Light levels are said to be related to crime levels SUN photo) |
To say that the relations are complicated may be an understatement when it comes to parsing out who owns what before a street light emits light: Its not only who owns the post and lamp but also who owns the power supply. In the City the answer is usually, the city owns a duct bank or conduit under the street and BGE owns the cable in it and all the switches, shut-offs and power stations from the power generation to the point of consumption. The electric juice inside could be sold by BGE but also by a number of others electric power suppliers that are competing in an open marketplace. But yes, it is a public-private partnership as the Mayor's strategist says.
That is an important point for the Mayor who has identified additional street lights as a crime fighting tool. This is in alignment with the guidelines provided by "Crime Prevention Through Environmental Design" (CPTED) and international organization devoted to what its name says. Baltimore police has long subscribed to the notion as well by placing mobile generator powered lights in high crime areas, a rather inelegant solution that blasts bright light into windows of the houses along those streets and stigmatizes a crime area in the same way as the blue flashing lights mounted to the tops of streetlights. Catherine Pugh imagines her safety initiative less conspicuously as additional regular streetlights,
"I know there's been a promise of 6,000 new lights on the streets of Baltimore and I want to strategically decide where they will go on." (Pugh in a press conference on December 14, 2016)One way to bring more light is the already noted conversion of the lamps to LED which turns in many cases the yellowish old sodium lamps in a much brighter white light that allows better identification of faces, colors and other details on the streets or sidewalks aside from saving electric energy.
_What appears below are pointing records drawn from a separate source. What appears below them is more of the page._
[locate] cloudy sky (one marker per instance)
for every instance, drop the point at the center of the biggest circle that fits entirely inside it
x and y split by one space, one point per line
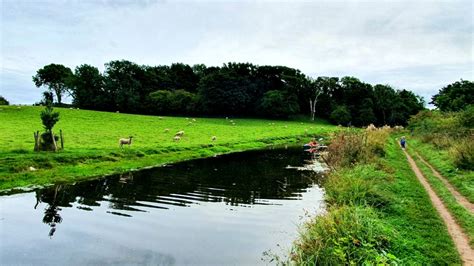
416 45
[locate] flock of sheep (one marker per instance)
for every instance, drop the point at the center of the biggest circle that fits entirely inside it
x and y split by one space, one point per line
177 136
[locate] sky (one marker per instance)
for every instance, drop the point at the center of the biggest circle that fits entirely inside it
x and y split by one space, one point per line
421 46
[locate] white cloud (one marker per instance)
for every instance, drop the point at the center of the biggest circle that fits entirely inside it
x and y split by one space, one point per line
419 46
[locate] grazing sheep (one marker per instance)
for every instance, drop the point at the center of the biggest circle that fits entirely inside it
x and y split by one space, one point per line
125 141
371 127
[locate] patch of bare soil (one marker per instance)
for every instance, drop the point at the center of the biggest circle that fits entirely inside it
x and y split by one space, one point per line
460 239
459 198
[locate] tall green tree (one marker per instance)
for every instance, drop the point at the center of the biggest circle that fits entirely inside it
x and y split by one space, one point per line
455 96
124 85
55 77
278 105
88 88
384 97
3 101
48 116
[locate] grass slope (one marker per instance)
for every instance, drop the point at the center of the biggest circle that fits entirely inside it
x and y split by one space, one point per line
462 216
378 214
91 142
442 161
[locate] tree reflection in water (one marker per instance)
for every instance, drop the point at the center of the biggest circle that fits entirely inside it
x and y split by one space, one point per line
246 179
51 213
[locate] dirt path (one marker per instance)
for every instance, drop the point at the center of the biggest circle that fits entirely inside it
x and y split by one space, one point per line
459 198
460 239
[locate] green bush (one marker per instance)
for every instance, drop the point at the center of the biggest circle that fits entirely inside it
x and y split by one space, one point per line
463 153
3 101
340 115
347 235
355 186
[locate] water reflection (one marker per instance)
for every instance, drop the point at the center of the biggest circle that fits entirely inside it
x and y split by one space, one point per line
231 179
236 206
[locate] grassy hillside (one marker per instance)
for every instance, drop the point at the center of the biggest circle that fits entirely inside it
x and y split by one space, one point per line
91 142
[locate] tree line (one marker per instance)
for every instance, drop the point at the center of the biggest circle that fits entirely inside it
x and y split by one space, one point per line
234 89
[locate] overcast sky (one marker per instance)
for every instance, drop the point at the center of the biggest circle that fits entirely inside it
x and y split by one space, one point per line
420 46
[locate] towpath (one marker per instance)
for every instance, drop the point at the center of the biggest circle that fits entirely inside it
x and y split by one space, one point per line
460 239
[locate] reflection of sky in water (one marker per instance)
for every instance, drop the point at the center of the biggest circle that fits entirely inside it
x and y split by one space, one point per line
206 230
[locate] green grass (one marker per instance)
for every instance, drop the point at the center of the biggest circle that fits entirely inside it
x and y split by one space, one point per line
91 142
462 216
443 162
386 201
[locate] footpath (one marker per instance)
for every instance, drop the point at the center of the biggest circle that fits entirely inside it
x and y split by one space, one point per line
460 239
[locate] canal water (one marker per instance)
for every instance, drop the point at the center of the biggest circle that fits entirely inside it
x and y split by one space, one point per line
227 210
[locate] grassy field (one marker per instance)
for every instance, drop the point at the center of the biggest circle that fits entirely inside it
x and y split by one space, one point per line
378 214
91 142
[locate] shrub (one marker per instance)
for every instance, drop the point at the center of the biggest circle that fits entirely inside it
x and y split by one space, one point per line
3 101
355 186
345 236
341 115
463 153
355 146
346 149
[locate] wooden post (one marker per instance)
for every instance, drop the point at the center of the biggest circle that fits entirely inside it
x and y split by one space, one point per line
54 141
61 137
35 134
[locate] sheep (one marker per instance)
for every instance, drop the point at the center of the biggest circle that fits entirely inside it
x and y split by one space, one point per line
125 141
371 127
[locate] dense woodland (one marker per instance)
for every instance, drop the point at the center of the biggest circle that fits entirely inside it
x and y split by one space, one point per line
235 89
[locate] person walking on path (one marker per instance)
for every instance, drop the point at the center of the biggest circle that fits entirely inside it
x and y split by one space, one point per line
403 142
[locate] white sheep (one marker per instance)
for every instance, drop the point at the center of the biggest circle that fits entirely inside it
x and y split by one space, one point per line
125 141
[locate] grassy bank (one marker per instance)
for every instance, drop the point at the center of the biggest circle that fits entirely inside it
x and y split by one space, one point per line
378 214
463 217
91 142
442 161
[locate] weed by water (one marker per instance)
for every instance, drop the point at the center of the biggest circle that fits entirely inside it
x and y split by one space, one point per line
347 235
356 186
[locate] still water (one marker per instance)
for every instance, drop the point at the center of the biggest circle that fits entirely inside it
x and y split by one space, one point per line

The "cobra head" street light with high pressure sodium lamp and monochrome light (photo: Philipsen) |
But more light isn't always good. At least that is what the Dark Sky advocates say who set out to reduce light pollution resulting in the increasing inability of seeing stars in the night sky, even on a clear night because city land suburban lights cast a bright glow over it. The modern street light is a "cut-off" fixture that casts its light more or less straight down and not into the sky or sideways like Baltimore's first gas light did it; but since the modern light has so much more oomph (lumens and footcandles) the light bounces back from the pavement and up it goes. Anyone who has looked down from an airplane window on a clear night can see how especially gas stations, shopping centers and ball-fields are so brightly lit that one can easily identify them even from 30,000 feet. In fact, night satellite photos from space reveal better than anything how much space sprawl and its twin, the streetlight. have devoured.
The retrofitted LED street light with with a white light (photo: Philipsen) |
Meanwhile, the streetlight as part of the electric grid is as vulnerable as the entire grid. If the grid goes down, so do the lights and traffic signals. Only Baltimore's first streetlight on Holliday and Baltimore Street will still glow. It is still gas powered, and as such also a symbol of resilience.